The original Fiero was introduced in 1984. It was originally intended to be a two-seater sports car with all new suspension and V6 engine. However management at General Motors got involved. Management felt that Pontiac needed a fuel-efficient sporty commuter car.
Management won and the result was the 1984 Fiero, which came with GM’s 2.5 liter four-cylinder “Iron Duke” engine. The engine was not the only thing management messed with. To save costs, the tires, brakes, and suspension components were carried over from other GM models such as the Chevrolet Citation and Chevrolet Chevette. The result was the handling and cornering abilities of the Fiero were average at best. The high expectations for the Fiero were quickly dashed. But, the Pontiac engineers went to work to address these issues. In 1985, Pontiac introduced the Fiero GT. The GT model included upgraded suspension tuning, wider tires, and a V6 engine. In 1986 a new body for the Fiero GT would be introduced. And by 1988, the Fiero that the engineers wanted to build, would finally be built.
1986-1988 Pontiac Fiero GT
The 1986 Fiero GT model was restyled slightly to produce a more sleek appearance with a fastback roof line. The new body style would be the new GT, while the 1985 GT would carry on as the Fiero SE. At mid-year, the GT would offer a five-speed Muncie-Getrag transmission option on the V6 engine.

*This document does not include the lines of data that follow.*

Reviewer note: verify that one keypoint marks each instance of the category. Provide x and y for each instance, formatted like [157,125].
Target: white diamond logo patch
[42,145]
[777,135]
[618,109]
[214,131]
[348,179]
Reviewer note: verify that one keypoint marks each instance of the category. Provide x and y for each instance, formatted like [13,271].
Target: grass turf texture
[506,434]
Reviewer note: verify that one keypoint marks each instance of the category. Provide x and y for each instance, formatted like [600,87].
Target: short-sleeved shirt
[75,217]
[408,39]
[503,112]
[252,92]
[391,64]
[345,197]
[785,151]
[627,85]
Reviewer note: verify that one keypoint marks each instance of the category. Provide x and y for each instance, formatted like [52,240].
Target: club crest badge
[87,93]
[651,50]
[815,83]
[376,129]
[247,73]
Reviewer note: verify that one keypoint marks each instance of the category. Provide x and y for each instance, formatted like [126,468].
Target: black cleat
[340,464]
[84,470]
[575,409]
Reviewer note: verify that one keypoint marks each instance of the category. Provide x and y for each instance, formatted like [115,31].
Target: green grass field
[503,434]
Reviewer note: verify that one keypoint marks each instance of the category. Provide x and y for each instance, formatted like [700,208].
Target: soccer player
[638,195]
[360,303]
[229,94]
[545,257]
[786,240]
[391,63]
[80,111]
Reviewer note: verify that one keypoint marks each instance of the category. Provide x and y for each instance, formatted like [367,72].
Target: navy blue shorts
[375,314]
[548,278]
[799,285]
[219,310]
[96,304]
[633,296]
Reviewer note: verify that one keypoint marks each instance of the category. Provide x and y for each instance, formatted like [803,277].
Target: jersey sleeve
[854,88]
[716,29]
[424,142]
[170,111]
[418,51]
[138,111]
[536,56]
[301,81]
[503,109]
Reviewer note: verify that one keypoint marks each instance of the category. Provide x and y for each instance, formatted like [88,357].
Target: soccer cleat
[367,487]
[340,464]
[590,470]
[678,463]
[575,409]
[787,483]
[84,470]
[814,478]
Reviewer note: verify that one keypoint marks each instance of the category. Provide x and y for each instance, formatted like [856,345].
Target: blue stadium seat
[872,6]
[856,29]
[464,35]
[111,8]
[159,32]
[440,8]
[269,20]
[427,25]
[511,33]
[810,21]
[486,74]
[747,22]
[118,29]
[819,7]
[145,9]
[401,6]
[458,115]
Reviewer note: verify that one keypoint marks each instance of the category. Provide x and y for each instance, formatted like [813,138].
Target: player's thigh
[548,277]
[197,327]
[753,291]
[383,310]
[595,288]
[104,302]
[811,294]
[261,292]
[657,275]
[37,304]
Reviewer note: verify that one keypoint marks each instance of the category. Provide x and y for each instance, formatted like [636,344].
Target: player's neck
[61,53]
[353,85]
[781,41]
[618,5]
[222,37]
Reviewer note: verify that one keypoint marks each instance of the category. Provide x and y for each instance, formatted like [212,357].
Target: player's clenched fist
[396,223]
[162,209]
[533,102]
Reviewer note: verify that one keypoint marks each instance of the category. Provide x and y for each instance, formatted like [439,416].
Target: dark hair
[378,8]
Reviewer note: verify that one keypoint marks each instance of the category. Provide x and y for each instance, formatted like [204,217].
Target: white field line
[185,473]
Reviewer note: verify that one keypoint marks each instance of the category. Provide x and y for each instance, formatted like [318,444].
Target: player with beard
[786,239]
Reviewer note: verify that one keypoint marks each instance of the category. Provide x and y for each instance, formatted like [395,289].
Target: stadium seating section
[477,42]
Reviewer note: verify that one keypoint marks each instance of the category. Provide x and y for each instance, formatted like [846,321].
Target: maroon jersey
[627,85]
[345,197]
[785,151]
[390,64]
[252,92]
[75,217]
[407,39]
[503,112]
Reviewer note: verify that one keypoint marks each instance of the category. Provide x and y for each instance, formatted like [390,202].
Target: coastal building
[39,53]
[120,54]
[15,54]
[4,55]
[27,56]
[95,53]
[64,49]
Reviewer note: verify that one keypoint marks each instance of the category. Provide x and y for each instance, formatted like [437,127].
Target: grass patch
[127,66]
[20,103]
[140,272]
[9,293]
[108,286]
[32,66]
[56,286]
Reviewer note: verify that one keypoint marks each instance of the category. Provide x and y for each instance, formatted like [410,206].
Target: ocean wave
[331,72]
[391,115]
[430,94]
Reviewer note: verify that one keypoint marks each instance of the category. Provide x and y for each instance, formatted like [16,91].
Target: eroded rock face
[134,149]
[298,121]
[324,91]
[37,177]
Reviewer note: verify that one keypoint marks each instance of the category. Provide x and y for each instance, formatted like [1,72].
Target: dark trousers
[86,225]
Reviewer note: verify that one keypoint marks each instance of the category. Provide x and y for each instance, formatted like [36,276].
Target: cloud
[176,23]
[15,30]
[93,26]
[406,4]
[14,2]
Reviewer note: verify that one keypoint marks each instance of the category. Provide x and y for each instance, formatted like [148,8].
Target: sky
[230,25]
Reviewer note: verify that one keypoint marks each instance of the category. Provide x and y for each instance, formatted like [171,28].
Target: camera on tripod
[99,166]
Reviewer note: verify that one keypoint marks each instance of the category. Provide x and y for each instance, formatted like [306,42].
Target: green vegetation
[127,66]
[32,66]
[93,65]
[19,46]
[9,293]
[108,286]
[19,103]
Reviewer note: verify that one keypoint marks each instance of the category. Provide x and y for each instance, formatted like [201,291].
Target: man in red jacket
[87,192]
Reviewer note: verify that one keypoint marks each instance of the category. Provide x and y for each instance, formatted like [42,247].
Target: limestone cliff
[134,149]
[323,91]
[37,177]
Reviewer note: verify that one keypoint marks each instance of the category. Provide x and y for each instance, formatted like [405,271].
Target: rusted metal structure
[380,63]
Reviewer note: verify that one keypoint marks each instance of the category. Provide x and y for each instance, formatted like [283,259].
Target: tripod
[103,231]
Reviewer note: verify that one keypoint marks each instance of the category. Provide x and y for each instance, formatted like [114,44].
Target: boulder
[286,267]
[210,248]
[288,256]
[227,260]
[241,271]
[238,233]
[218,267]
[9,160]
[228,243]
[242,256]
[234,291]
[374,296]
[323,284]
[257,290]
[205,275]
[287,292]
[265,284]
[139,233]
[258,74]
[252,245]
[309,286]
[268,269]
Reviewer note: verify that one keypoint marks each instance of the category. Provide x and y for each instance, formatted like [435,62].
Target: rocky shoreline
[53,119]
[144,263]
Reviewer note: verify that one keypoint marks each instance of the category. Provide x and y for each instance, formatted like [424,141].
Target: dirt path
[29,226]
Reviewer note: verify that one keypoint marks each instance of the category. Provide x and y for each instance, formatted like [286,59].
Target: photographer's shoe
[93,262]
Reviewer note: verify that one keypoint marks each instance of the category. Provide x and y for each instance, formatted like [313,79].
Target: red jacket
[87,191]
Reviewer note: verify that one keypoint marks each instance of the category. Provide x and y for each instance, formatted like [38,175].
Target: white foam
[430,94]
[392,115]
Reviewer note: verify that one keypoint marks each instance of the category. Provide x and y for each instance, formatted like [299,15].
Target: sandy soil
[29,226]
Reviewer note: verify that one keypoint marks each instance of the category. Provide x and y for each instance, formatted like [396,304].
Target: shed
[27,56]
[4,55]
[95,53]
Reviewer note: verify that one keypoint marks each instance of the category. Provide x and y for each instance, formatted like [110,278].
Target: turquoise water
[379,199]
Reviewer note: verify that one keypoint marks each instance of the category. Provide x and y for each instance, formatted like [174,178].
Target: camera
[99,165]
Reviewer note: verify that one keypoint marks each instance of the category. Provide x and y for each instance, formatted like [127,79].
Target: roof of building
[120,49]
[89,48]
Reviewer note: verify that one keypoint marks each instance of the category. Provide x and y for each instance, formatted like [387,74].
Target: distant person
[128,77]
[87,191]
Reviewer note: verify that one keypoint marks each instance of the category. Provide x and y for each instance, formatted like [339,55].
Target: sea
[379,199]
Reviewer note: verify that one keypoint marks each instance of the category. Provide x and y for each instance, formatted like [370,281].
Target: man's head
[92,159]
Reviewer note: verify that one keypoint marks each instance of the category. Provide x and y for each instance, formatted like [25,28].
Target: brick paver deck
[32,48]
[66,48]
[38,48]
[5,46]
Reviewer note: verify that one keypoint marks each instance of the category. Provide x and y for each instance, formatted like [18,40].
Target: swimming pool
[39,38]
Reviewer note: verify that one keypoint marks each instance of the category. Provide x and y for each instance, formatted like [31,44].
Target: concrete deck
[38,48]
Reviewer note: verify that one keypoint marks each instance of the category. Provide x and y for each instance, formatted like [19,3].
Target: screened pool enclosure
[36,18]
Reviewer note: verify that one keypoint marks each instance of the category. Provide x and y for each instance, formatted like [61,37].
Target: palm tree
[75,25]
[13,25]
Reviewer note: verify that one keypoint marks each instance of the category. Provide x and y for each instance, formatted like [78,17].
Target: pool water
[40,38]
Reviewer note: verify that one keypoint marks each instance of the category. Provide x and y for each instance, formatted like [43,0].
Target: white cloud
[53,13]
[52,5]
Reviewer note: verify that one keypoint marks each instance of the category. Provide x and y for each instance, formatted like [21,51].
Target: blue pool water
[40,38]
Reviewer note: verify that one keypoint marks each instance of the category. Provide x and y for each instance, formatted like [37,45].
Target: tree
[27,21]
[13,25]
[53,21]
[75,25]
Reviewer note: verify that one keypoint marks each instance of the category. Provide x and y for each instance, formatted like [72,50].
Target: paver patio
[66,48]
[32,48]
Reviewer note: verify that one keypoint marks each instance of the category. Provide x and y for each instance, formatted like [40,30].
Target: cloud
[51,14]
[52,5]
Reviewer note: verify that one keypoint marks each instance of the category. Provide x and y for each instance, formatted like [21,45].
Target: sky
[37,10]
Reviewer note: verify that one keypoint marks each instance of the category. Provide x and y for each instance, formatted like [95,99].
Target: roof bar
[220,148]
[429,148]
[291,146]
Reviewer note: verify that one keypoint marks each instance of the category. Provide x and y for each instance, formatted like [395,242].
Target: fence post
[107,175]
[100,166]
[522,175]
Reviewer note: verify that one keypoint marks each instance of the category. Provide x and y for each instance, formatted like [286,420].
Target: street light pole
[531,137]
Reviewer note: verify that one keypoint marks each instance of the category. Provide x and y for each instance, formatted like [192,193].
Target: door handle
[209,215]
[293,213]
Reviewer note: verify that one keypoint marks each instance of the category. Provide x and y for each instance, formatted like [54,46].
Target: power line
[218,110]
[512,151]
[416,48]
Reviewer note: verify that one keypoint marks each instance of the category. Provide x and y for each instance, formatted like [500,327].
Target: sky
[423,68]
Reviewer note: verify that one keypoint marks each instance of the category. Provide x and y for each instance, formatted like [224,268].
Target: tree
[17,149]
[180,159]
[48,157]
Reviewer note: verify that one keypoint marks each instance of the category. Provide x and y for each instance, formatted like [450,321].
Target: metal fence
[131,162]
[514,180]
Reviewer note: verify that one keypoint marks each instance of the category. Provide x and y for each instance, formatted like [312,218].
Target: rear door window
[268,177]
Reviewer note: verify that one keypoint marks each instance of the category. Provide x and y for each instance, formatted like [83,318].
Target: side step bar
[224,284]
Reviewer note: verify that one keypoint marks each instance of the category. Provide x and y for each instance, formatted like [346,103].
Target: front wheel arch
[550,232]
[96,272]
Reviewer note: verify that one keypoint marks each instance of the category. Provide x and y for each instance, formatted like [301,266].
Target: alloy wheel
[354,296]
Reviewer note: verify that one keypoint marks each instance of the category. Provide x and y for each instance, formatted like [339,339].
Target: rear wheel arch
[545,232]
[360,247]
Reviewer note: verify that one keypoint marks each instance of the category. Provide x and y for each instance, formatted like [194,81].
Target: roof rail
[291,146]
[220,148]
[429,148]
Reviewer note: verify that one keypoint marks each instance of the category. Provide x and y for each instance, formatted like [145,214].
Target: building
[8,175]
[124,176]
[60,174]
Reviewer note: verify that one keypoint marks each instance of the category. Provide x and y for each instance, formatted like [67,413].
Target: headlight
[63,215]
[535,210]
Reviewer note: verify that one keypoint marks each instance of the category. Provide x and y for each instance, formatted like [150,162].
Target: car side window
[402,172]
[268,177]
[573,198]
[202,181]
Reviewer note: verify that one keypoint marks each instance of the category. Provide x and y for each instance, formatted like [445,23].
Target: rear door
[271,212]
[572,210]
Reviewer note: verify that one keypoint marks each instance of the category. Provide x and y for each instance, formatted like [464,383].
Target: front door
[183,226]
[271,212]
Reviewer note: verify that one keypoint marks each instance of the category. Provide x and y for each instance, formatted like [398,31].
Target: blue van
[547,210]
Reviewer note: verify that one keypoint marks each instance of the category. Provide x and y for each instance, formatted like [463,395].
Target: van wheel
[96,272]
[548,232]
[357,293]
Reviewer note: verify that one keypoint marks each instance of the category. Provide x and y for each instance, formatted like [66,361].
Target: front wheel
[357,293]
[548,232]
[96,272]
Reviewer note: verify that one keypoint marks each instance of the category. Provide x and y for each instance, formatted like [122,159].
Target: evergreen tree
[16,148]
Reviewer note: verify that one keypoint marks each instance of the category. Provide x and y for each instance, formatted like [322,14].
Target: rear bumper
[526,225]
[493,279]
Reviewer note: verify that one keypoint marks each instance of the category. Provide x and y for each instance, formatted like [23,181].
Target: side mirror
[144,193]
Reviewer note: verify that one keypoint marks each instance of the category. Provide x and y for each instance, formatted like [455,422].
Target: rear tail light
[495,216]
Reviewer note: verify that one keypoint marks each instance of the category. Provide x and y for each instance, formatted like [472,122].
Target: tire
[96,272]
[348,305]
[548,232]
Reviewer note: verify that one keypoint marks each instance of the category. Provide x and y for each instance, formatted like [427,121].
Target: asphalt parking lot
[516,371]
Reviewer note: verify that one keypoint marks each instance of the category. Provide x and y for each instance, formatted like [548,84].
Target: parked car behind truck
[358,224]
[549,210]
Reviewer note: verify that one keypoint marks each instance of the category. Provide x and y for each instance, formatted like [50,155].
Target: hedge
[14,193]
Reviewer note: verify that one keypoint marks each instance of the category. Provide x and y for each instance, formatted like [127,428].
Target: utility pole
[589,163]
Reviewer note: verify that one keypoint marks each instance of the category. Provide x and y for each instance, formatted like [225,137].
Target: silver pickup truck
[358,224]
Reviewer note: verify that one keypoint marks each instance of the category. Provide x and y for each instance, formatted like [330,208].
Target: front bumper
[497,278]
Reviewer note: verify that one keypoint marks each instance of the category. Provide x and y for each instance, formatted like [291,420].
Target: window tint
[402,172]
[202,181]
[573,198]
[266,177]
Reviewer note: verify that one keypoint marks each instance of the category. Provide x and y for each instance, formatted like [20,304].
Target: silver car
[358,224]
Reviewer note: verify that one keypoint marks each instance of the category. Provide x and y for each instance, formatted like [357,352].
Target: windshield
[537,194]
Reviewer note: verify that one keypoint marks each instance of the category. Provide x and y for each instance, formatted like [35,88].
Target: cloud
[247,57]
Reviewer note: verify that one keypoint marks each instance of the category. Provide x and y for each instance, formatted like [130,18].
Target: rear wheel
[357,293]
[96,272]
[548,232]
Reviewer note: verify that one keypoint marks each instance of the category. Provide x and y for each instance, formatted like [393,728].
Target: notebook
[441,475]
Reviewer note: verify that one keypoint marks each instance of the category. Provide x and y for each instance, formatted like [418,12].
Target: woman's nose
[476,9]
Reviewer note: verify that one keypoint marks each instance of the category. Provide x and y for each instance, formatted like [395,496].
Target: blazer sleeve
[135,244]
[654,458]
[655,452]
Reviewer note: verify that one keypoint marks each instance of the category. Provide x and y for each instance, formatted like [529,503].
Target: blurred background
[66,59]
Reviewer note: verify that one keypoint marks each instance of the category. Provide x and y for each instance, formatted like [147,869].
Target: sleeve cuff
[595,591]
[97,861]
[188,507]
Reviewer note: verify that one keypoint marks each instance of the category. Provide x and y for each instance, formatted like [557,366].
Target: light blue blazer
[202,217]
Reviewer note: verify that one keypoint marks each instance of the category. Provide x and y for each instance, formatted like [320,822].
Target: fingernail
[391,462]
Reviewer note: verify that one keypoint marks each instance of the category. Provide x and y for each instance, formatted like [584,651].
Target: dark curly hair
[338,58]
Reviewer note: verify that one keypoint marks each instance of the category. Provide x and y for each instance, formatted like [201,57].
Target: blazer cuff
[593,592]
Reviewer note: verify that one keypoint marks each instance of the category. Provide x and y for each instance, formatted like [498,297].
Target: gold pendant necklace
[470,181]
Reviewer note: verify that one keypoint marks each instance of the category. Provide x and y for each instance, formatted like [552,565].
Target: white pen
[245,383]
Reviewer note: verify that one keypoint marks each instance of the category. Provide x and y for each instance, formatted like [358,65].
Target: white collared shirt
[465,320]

The 1987 Fiero GT would carry over with little changes and most of the changes were focused on the base Fiero.
The engineers would finally get their way in 1988. The Fiero would receive a much needed change: a “new” suspension design. The “new” suspension was actually the suspension that the Pontiac engineers had designed in the beginning, with a few tweaks. The front suspension had revised control arms and knuckles that reduced steering effort and improved the scrub radius. The rear suspension replaced the old Citation parts with a real tri-link suspension with all new knuckles. This new suspension also came 15 X 6 inch wheels up front and 15 X 7 inch wheels in the rear. Additionally, the Fiero received new vented disc brakes at all four corners.
However, these improvements would be to late to save the Fiero as 1988 would be that last year for the Fiero.